= Martin Institute =

The Martin Institute was a school in Jefferson, Georgia, United States, from 1818 to 1942.

==History==
On November 20, 1818, the Georgia General Assembly approved the formation of the co-educational school to be called Jackson County Academy in Jefferson, Georgia.

The Jackson County Academy operated under this name, and informally as the Jefferson Academy, until December 1859 when a judge in the Inferior Court of Jackson County from 1819–1827, William Duncan Martin, willed upon his death a substantial endowment to the school; the name was soon changed to the Martin Institute. The Martin Institute was the first privately endowed educational institute in the United States of America.

In 1874 the Martin Institute was granted collegiate status, which is roughly equivalent to high school or lower undergraduate today. Between 1870 and 1882, the number of students in attendance ranged from 120 to 270.

In October 1883, the old building burned down. The new building was completed in 1886 at a cost of $15,000. It was a two-story brick building on a hill north of and just outside the city of Jefferson, with classroom (then called recitation room) seating for nearly 300 students comprised the first floor, with a large chapel, vestibule, stage, and music rooms occupying the second story. The building was crowned with a belfry, from which ringing was said to be audible for miles.

When the school burned again on January 13, 1942, it was a student, the son of the police chief of Jefferson, who had intentionally set the blaze to avoid coming to school.
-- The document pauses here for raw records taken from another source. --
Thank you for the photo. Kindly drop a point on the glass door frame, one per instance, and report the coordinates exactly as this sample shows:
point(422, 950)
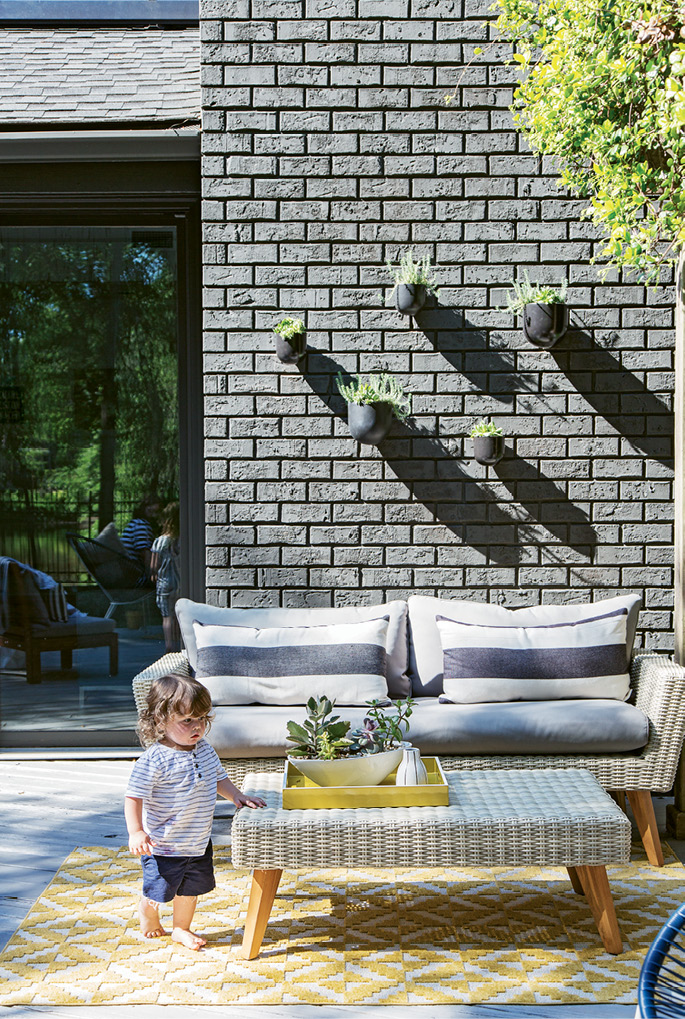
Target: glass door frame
point(182, 213)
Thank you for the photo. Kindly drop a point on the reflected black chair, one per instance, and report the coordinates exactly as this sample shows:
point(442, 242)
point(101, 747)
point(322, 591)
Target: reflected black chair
point(29, 624)
point(117, 576)
point(662, 987)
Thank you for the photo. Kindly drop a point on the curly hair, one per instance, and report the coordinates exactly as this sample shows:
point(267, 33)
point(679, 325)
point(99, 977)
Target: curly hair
point(169, 695)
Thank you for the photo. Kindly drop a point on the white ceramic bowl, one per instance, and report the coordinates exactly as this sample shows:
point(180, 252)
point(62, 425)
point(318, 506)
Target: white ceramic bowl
point(368, 769)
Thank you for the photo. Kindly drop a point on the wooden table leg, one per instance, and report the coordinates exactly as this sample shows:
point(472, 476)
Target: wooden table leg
point(598, 894)
point(262, 894)
point(575, 880)
point(643, 811)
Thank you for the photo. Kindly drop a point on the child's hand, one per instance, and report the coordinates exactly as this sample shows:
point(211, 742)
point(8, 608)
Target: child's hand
point(141, 844)
point(241, 800)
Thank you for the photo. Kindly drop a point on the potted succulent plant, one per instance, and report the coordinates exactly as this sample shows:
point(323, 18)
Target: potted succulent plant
point(413, 279)
point(543, 310)
point(329, 752)
point(488, 442)
point(290, 340)
point(372, 405)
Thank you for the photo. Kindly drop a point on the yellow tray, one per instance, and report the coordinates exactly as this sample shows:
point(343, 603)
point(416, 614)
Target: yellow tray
point(301, 793)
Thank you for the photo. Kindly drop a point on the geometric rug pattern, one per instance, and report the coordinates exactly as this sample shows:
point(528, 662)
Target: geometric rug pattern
point(348, 936)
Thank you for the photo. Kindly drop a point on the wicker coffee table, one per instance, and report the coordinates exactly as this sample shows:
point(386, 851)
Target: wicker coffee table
point(494, 818)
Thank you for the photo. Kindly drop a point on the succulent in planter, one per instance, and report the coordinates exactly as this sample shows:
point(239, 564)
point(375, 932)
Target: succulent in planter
point(372, 405)
point(488, 442)
point(543, 310)
point(327, 750)
point(413, 279)
point(290, 340)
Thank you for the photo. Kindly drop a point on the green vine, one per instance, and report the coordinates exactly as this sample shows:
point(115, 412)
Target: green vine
point(603, 91)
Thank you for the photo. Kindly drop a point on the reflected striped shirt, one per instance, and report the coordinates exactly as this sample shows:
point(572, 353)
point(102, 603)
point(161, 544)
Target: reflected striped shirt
point(178, 793)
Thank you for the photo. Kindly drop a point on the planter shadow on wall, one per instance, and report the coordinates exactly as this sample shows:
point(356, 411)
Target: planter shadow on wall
point(369, 423)
point(488, 449)
point(543, 325)
point(621, 397)
point(290, 352)
point(461, 502)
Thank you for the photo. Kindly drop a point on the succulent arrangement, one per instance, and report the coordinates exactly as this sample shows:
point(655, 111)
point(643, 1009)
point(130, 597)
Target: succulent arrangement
point(485, 428)
point(526, 292)
point(287, 328)
point(414, 272)
point(380, 388)
point(324, 736)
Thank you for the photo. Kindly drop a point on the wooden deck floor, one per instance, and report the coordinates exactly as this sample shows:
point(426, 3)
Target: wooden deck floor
point(49, 807)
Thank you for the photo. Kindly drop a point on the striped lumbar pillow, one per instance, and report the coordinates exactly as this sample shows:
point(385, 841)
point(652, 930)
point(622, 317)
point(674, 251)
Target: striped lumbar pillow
point(585, 658)
point(288, 664)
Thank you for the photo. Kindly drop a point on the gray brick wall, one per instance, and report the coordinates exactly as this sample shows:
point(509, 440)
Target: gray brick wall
point(327, 150)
The students and teachers met in local churches until a new building on a newly donated site was completed in 1946. The name was then changed to Jefferson Elementary and High School as part of the Jefferson City School District.

==Notable students, teachers, and administrators==
The school had a significant reputation for its fine scholarship and excellent teachers, attracting students from several neighboring states and a few foreign countries. Among its most notable students:

- Damon Jesse Gause - United States Army Air Corps Officer (1915–1944), was captured and escaped from Bataan, then Corregidor and became a hero of World War II.
- William Marcellus Howard - United States Congressman (1897–1911) and Taft-appointee to the United States Tariff Board (1911–1913).
- Joseph Rucker Lamar - Associate Justice of the Supreme Court of the United States (1911–1916).
- Moina Michael - The "Poppy Lady" who conceived the idea of using poppy as a symbol of remembrance for those who served in World War I.
- Lizzie Lurline Collier

Among its most notable teachers and administrators:
- Gustavus Orr - Principal of the Jefferson Academy in 1847, he later became the second State Commissioner of Education.

==Legacy==
The legacy of the Martin Institute lives on:
- Several streets near the Martin Institute building are now called Martin, Institute, and College Streets.
- Several Martin Institute alumni are still alive today, and they continue to meet for reunions, though their numbers are greatly diminished.
- In 2007, the Jefferson City Schools opened Jefferson Academy, serving grades 3, 4, and 5. The architecture of the new school building was designed to pay homage to the facade of the Martin Institute building which burned down in 1942.
- Also in 2007, the Jefferson City Schools completed construction on the William Duncan Martin Performing Arts Center, located on the campus of Jefferson High School. This state-of-the-art facility is now home to all general music, band, chorus, and theatre productions in the Jefferson City Schools, as well as numerous civic activities.